Elton was soon on board the canoe. The condition of the crew was truly piteous. Their last drop of water was exhausted—their last taro-root-their last cocoa-nut,—yet they were not desponding. They had done their utmost: they had prayed earnestly for deliverance, and were calmly waiting the result. Their canoe was in so battered a condition, that before Elton asked them any questions he advised that they should remove at once on board the schooner. Though only one of them spoke a little English, several of them understood what he said. They gladly assented to his proposal, begging him to take the most feeble first. These were quickly conveyed to the deck of the schooner, where Charley and Owen were ready with food and water to administer to them.
It took several trips before they were all safely placed on board the schooner, and, not long after the last party left the canoe, she slowly settled down to her platform, from which all on it would soon have been washed away, even with the sea there was then running.
When the whole party had been carefully attended to, Charley inquired by what means they had been brought into the condition in which they had been found.

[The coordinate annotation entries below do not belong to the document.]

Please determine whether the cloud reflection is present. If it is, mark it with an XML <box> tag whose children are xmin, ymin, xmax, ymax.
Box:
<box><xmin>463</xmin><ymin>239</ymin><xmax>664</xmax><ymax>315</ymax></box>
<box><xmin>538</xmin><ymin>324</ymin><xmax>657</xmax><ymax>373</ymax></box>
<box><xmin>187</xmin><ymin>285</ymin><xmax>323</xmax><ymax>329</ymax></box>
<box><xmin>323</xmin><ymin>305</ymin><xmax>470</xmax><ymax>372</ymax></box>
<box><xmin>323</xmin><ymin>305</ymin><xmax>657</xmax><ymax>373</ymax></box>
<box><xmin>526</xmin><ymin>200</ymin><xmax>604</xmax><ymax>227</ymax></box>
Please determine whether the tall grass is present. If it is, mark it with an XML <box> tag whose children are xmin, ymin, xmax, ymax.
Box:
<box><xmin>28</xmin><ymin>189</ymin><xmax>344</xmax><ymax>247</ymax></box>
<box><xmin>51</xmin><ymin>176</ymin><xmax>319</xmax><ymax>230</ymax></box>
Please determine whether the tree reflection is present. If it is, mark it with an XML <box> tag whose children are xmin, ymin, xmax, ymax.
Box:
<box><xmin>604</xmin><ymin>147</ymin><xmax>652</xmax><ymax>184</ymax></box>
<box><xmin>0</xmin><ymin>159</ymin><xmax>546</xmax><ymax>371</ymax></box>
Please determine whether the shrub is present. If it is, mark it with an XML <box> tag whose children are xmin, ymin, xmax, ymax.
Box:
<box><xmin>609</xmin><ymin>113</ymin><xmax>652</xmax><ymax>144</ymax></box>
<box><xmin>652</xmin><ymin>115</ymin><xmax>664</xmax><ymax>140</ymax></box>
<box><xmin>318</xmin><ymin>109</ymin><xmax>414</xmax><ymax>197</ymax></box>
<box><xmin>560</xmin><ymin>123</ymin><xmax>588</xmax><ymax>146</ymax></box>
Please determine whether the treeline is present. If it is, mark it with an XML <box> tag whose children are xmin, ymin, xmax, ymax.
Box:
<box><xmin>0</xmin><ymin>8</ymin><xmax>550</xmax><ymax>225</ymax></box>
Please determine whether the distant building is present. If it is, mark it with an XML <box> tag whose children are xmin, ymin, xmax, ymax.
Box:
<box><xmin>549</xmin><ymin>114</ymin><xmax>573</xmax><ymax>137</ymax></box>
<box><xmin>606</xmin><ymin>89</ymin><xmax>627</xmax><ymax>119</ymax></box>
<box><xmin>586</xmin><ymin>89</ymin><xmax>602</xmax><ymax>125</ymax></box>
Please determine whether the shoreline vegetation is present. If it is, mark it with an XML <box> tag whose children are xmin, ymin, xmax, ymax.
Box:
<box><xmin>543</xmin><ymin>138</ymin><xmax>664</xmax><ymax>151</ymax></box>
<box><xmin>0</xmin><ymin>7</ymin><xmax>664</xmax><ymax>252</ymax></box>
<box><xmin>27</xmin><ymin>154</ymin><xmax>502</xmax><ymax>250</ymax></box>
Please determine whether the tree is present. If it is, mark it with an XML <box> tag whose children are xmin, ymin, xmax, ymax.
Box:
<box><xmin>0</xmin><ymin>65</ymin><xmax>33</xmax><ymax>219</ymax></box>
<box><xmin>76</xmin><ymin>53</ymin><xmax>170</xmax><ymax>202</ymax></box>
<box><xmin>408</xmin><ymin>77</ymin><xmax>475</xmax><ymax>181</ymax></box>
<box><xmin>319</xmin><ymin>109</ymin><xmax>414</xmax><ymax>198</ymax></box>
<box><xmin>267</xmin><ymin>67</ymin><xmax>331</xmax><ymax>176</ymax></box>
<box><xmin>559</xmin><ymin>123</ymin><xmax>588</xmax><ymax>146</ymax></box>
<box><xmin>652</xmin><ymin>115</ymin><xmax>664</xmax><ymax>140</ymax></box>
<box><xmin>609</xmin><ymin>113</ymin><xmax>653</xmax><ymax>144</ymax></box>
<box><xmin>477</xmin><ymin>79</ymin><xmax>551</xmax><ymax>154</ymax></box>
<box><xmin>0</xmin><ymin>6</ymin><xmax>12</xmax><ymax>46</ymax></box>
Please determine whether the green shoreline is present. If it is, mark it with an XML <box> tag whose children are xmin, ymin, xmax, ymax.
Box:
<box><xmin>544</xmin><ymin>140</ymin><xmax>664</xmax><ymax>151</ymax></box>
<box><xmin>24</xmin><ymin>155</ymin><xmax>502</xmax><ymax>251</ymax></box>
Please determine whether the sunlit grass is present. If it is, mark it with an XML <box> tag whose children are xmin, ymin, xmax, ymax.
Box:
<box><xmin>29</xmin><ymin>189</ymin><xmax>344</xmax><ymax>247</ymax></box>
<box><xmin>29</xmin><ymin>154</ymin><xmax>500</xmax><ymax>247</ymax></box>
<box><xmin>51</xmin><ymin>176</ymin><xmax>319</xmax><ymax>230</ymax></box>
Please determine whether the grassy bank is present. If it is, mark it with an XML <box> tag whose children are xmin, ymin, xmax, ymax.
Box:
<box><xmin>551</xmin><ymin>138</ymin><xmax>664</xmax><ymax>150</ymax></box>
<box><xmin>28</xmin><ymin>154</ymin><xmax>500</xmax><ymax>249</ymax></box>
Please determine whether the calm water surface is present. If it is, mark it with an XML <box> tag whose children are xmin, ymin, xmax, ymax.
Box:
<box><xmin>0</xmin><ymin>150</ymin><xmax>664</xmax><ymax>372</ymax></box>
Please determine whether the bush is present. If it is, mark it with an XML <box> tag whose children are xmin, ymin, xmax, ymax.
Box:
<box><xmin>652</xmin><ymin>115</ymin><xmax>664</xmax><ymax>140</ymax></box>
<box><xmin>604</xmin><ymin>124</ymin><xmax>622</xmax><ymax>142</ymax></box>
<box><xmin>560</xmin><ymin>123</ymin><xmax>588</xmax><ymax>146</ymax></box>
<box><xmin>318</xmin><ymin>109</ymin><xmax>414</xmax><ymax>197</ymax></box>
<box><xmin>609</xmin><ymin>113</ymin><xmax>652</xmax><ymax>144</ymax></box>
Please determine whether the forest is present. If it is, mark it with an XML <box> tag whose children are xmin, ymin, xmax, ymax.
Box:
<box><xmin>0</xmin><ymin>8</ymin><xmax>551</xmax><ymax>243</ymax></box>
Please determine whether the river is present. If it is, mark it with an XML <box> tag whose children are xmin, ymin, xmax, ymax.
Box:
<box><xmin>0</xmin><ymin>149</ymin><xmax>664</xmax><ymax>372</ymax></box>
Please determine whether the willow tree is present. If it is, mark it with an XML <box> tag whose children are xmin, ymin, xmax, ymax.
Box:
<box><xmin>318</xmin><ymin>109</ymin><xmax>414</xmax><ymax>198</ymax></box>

The chief man among them answered in broken but still intelligible English, that he was a native missionary, that he and his companions, two of whom were catechists and one a schoolmaster, had started to visit an island to the westward, which they had expected to reach in a couple of days, but that they were caught in a gale, and their mast and sail being carried away they were driven past it, and onward before the gale utterly unable to return, or even to stop their frail vessel.
Day after day they had been driven on, anxiously looking out for reefs ahead, knowing that if driven on one, their canoe must be dashed to pieces. Their rudder and oars had been lost, so that they had no power of directing their vessel. Several islands were passed on which they might have landed if they had had their paddles to guide the canoe to the shore. “One of them,” said the missionary, “we passed so close, that we could clearly see a man on shore. It was a small low coral island, with a lagoon, or lake in the centre, and cocoa-nuts and other trees growing round it. By his dress and appearance we judged the man to be a white. We also saw a hut of some size built under the trees. He waved his hands wildly, as if entreating us to take him off, and seemed to be shouting, and then he went down on his knees and lifted up his hands, as if imploring mercy. Helpless ourselves, we could render him no aid.”
“That must have been Jack!” cried Charley and his two friends in the same breath. “If we had not heard this, we might easily have overlooked such a spot. We might have run past it at night, or within ten miles, and not have seen it. What a dull and solitary life the poor fellow must have dragged out in such a place.”
“If a man’s mind is at peace, and he can converse with his God, he need not be sad or solitary,” observed the missionary, calmly.
The young men then inquired how far off he should suppose the island to be.
The missionary answered that they had passed it about ten days before; that at that time they had been driving very fast before the gale, but after it had abated, much slower. So eager were Charley and his friends to follow up their search, that they debated whether or not they should continue their course to the west, and look for the island which had been described.
Elton was opposed to this while they had so many strangers on board. “No, no,” he exclaimed; “do not let us be carried away by our zeal in the cause of our lost countryman; we have another duty to perform. We were but lately wishing that we could send a missionary to the ignorant inhabitants of the island we have lately left. Here is one presented to us—a man in every way fitted for the work. Let us put the matter before him.”
They did so. Directly the missionary had heard the account they gave of the wild islanders, he, without hesitation, expressed his readiness to go among them, and said he was sure that all his companions would be ready to join him in the work. He was not mistaken in the zeal of his friends, “When souls are to be saved, and the glorious tidings of salvation to sinners to be conveyed, we are ready to go,” they answered.